Если поразмыслить, то я был всего лишь твоим наперсником, простым свидетелем, пораженным зрелищем твоей подлинной любви. И свидетелем охватывающего тебя отчаяния — когда этот великолепный и капризный любовник, театр, покидал тебя на какое-то время. Тогда ты оказывалась вдруг сиротой, каковым нынче являюсь я. Ты ведь понимаешь, что я испытываю сегодня, не так ли? Ты, как и я сейчас, целыми днями не отходила от телефона, ожидая спасительного звонка, с каждым днем все более и более невероятного. Наконец, телефон звонил: не он ли это, твой любовник, соглашающийся принять тебя обратно? Тебе не удавалось зажечь сигарету, так как твои руки слишком дрожали. Ты слушала. Да, конечно, ты была свободна. В котором часу? В каком месте? Ты записывала адрес, пытаясь скрыть волнение, звучащее в твоем голосе. Ведь тебе хотелось бы скрыть все это от меня, как и от того человека на другом конце провода: и это волнение, и это счастье, смешанное с тревогой, эту столь трогательную для меня обнаженность чувств, такую всеобъемлющую и такую обезоруживающую.

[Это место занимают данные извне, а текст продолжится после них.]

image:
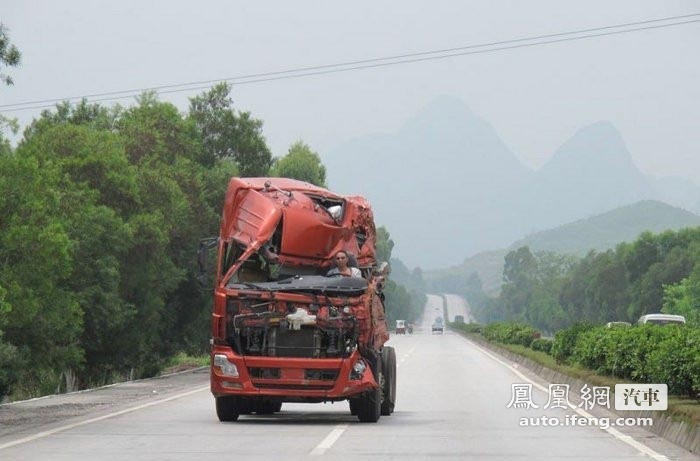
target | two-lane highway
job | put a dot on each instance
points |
(452, 404)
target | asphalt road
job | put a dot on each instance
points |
(452, 404)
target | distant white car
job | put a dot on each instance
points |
(661, 319)
(438, 326)
(400, 327)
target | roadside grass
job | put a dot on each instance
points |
(182, 361)
(679, 408)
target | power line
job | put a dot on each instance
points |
(367, 63)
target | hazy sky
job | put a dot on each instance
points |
(645, 83)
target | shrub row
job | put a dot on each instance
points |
(511, 333)
(650, 354)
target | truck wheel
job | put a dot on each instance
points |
(389, 380)
(227, 408)
(370, 406)
(354, 405)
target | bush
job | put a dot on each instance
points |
(592, 348)
(467, 327)
(565, 341)
(542, 345)
(510, 333)
(676, 361)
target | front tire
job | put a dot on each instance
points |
(370, 406)
(227, 408)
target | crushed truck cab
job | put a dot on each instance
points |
(282, 331)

Бедная маленькая комедиантка, которая вот так вот шла совершенно голая на встречу с тем, кто только что позвонил, кто, если бы он только захотел, мог бы заставить тебя бежать на край света и одним своим словом приобретал над тобой абсолютную власть! Целый час ты выискивала в шкафу такое платье, которое, может быть, сумело бы скрыть эту твою наготу. Ты примеряла то одно то другое. Спрашивала меня, какое «тебе больше нравится», меня, своего наперсника, всего лишь наперсника, что становилось в такие дни еще более очевидным, чем обычно? И я уверял тебя, что все твои наряды тебе очень идут. Я говорил это искренне, но и с печалью, ибо все те платья были в равной степени прозрачны, и что лучше всего тебе было бы идти на ту встречу совсем нагой.

О да, театр — это и в самом деле семья! И так же, как и в других семьях, там порой встречаются гнусные, склонные к инцесту отцы, по-настоящему грязные типы, только и думающие о том, чтобы воспользоваться, чтобы злоупотребить этой наготой, которая им так легко достается. При этом всегда разыгрывается одна и та же комедия. Всегда одинаково посредственная. Часто она начинается даже не в кабинете, а в кафе. Немного надо поболтать о пьесе и о персонажах. Задаться вопросом, а соответствует ли маленькая комедиантка глубинным синтенциям, заложенным в тексте. Тут есть большие возможности для колебаний. Он, конечно, очарован, и все уже почти решено, но нужно бы рассмотреть все это более внимательно, поговорить пообстоятельнее, получше узнать друг друга в конце концов! А не поужинать ли нам вместе? Ну конечно! Маленькая обнаженная девочка сжимает коленки и отвечает: «Конечно». Что может она еще ответить? И она спрашивает: «В котором часу? В каком ресторане?» — «А почему бы нам не пойти ко мне домой, а? Прямо сейчас?» — предлагает тип, сидящий перед сжатыми коленками и оценивающий все это со все более и более задумчивым, озабоченным видом. Маленькая обнаженная девочка чувствует, что мужчина колеблется, что он готов передумать; возможно, он уже думает о какой-нибудь другой актрисе для этой роли. И тогда она снова говорит: «Конечно», ибо она еще не уверена, не полностью уверена в худшем: мужчина может оказаться и порядочным. Может быть, ему просто хочется обдумать все дома, глядя на нее в спокойной обстановке.

Она возвращается ко мне в слезах — часов в двенадцать ночи! Ей еле-еле удалось ускользнуть от него, уверяет она. Конечно, у нее не будет роли! У нее никогда не будет роли. Возможно даже, что и самой постановки никогда не будет — если не считать той мерзкой буффонады, которую ей предлагали. А я — я задавал себе вопрос, правда ли, что ей удалось ускользнуть от этого типа, и до какой степени ему удалось ее испачкать?

Я пытался успокоить ее, вернуть ей присутствие духа. Но ведь ее снова так жестоко обманули! Но это было нечто из того, что происходило между ней и театром, между ней и ее любовью. Что я мог в этом понять? Я был здесь чужим. Таким же чужим, как в Эльзасе. Нет, ее любовником был не я.